Up-country Tamil leaders must actively engage the question of a political solution and their own role in promoting more democratised forms of power-sharing and reconciliation in post-war Sri Lanka. In 2006, the All Party Representative Committee (APRC) Expert Panel released a preliminary report outlining constitutional, language and cultural reforms, and one section was dedicated to enhancing power-sharing for the Up-country Tamils. Unfortunately, these recommendations did not find a place in the final APRC proposals when they were released in January 2008. Instead, the final proposals called for the retroactive implementation of the 13th Amendment and devolution of power to the provinces, seen as incomplete because the special status of Up-country Tamils would not be addressed adequately by such devolution (see Himal July 2009, "13th Amendment and beyond"). Up-country Tamil leaders must press the question of a political solution beyond the present Constitution, in order to ensure that their minority constituency is recognised as a viable stakeholder for power-sharing plans on the national level.

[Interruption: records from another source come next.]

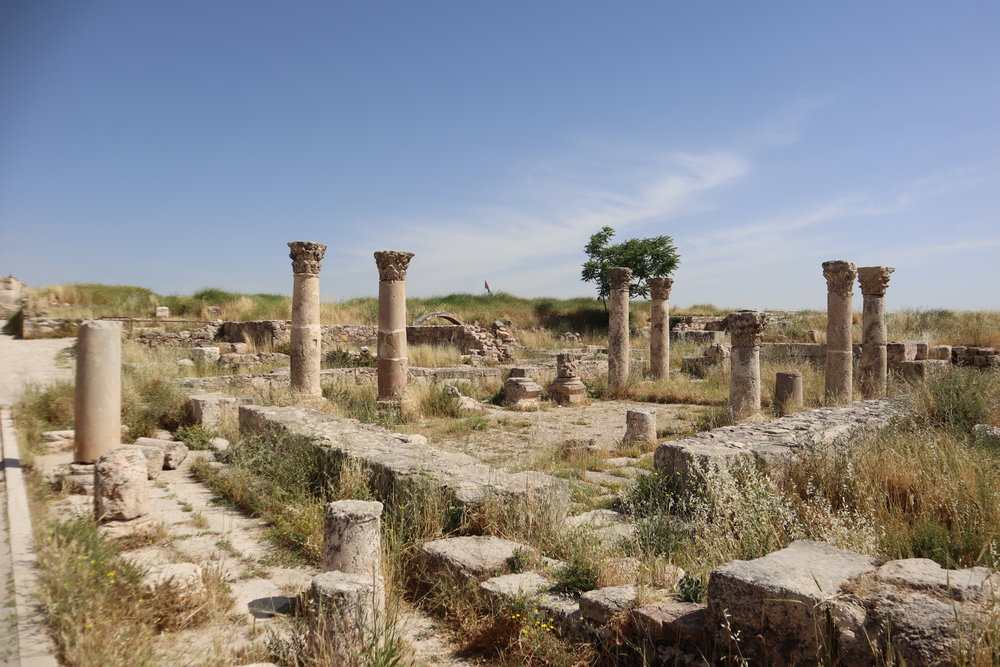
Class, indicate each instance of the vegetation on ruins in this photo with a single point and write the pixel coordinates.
(647, 258)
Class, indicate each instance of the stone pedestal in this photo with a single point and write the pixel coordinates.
(618, 339)
(392, 365)
(121, 489)
(745, 328)
(640, 426)
(659, 328)
(567, 388)
(839, 276)
(788, 392)
(352, 537)
(98, 394)
(874, 361)
(306, 337)
(521, 393)
(343, 616)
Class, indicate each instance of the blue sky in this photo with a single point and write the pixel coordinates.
(180, 144)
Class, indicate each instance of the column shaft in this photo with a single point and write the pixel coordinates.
(618, 338)
(659, 328)
(98, 393)
(839, 313)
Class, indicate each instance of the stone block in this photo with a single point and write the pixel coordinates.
(777, 603)
(174, 452)
(212, 409)
(474, 557)
(670, 621)
(603, 604)
(206, 354)
(121, 489)
(154, 458)
(922, 369)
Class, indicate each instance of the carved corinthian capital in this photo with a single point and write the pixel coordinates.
(306, 256)
(392, 264)
(839, 276)
(660, 287)
(746, 326)
(620, 277)
(874, 279)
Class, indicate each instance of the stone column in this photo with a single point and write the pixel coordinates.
(874, 363)
(788, 392)
(618, 341)
(392, 265)
(98, 395)
(659, 328)
(745, 328)
(306, 337)
(839, 276)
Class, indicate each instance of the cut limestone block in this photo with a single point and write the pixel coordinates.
(670, 621)
(154, 458)
(474, 557)
(174, 452)
(777, 602)
(603, 604)
(121, 491)
(212, 409)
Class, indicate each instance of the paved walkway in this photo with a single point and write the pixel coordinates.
(21, 362)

There is presently a widened space for dialogue on Sri Lanka's post-war future, due to the February 2009 presidential elections. Up-country Tamil leaders have been engaging the candidates and other political groups on issues concerning minority rights, the Emergency Regulations and internal displacement, and candidates seem determined to court minorities and secure their votes. In late December 2009, three senior members of the pro-government Ceylon Workers' Congress resigned from their party and crossed over to the United National Party (UNP) opposition, in support of presidential candidate Sarath Fonseka. While these union members were not representing Up-country Tamils in the cabinet or Parliament, the shift definitely points to internal rifts within this long-standing trade union. Other parties (such as the Up-country People's Front, which recently lost leader P Chandrasekaran) have remained loyal to President Mahinda Rajapakse, however. With Up-country Tamil leaders splitting their allegiances between Rajapakse and Fonseka, it is clear that both candidates value the votes of this minority group. However, persistent forms of political patronage and the lack of a concrete political solution suggest a continued story of their marginalisation. Up-country Tamil leaders must acknowledge the opportunity represented by the elections, and attempt to engage in forms of political participation that ensure the rights of their constituency.

Enna ceyrathu? This is a Tamil phrase uttered at least once a day by estate workers and their families. What to do? First, the remark reflects anxiety about the future. What should we do? What can we do? Second, it conveys a defensive remorse about one's past actions. What could I have done? What other options did I have? Third, it reveals the speaker's frustration with existing circumstances. What to do here and now? For Up-country Tamils, life choices at the moment are often made through forced consent amidst an all-pervading atmosphere of resignation and desperation. But given the setbacks of the past collective wage agreement and the current state of disillusionment with union and party leadership, there is definite potential to reflect upon and challenge the poverty and subjugation. What is certain is that Up-country Tamil leaders and their constituencies must develop new forms of bargaining that can more securely bring about political and social change.